I didn't think much about the flashlight at the time but I knew he had the classical symptoms of narcolepsy. The absence of unusual stories bothered me. So after I got all the patients in bed and asleep I took out his chart. I started to review and I couldn't believe what I read. Before coming to Sandfort he had seen 3 different eye specialist concerning the visions he had when he woke up. He told them there must be something wrong with his eyes because he would awaken seeing people standing around his bed. No one could find any problems with his eyes. He had seen two psychiatrists and a psychologist and nothing could be found. It was noted that he would wake his wife up and point to people standing between the bed and the wall. His wife would tell him she couldn't see anyone so one night he got a flashlight to put by the bed to prove to her they were there. He was sure they were not shadows because they seemed to be three dimensional in appearance. The next time he woke and saw them he shook his wife, woke her and turned on the flash light, to his amazement when he turned on the light they disappeared.

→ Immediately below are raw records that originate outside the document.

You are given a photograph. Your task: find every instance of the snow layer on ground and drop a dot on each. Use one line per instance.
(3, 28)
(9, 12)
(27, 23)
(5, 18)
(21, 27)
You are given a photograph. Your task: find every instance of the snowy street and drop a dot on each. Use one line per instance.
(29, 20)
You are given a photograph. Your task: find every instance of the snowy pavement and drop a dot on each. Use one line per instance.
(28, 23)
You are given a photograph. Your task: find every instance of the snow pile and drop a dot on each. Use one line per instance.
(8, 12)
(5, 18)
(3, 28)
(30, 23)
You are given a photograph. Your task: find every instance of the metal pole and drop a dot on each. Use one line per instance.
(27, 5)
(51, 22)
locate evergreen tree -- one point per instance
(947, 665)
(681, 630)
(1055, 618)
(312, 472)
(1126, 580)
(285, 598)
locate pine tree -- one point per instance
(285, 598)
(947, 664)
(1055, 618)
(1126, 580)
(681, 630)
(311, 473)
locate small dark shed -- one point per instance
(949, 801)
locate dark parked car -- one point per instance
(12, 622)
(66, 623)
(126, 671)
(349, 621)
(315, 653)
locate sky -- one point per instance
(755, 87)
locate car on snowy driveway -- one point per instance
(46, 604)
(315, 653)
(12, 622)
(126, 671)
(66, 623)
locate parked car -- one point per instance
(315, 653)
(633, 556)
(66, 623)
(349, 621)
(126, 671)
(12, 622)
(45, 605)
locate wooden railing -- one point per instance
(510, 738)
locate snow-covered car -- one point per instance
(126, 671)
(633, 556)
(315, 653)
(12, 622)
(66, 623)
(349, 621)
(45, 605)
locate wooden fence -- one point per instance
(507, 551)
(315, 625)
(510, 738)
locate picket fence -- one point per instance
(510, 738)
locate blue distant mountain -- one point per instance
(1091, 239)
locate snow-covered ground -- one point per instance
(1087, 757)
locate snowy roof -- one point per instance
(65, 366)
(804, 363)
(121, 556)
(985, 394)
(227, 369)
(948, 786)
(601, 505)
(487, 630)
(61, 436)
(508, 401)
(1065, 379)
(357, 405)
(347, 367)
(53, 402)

The following morning as I went in to unhook him I didn't know whether to let it go or say something. But before I could ask a question he said "I am sorry, I wasn't honest with you last night, I use the flashlight to help me check if there are people standing around the bed when I wake up." He was in tears as he spoke.

He talked about the eye doctors and everything in the chart and talked about his out of the body experiences which were not mentioned in the chart.

"Did you see people around you last night," I asked.

"Yes," he responded, "and I don't think I have ever seen as many as I did last night. There were at least 10, usually I see 2 or 3 figures, I think I am losing my mind."

I tried to make him feel better. "Everything you have told me about is common with people who have narcolepsy," I said. "I hear these stories all the time. Most patients don't tell their doctors because of fear but for some reason they tell me. Many patients fear they may have a mental disorder but it is part of narcolepsy which can be controlled." I tried my best because I could sense that he really felt lost.

All night techs were discouraged to talk to patients about results or symptoms but I felt this was a special case and went into a little more detail. He left feeling better, knowing that what he was going through had a name and there was treatment. I felt lucky to be able to interact with some of the most severally affected narcoleptic patients in the world. Little did I know that they were going to be an integral part of one of the greatest adventures of my life.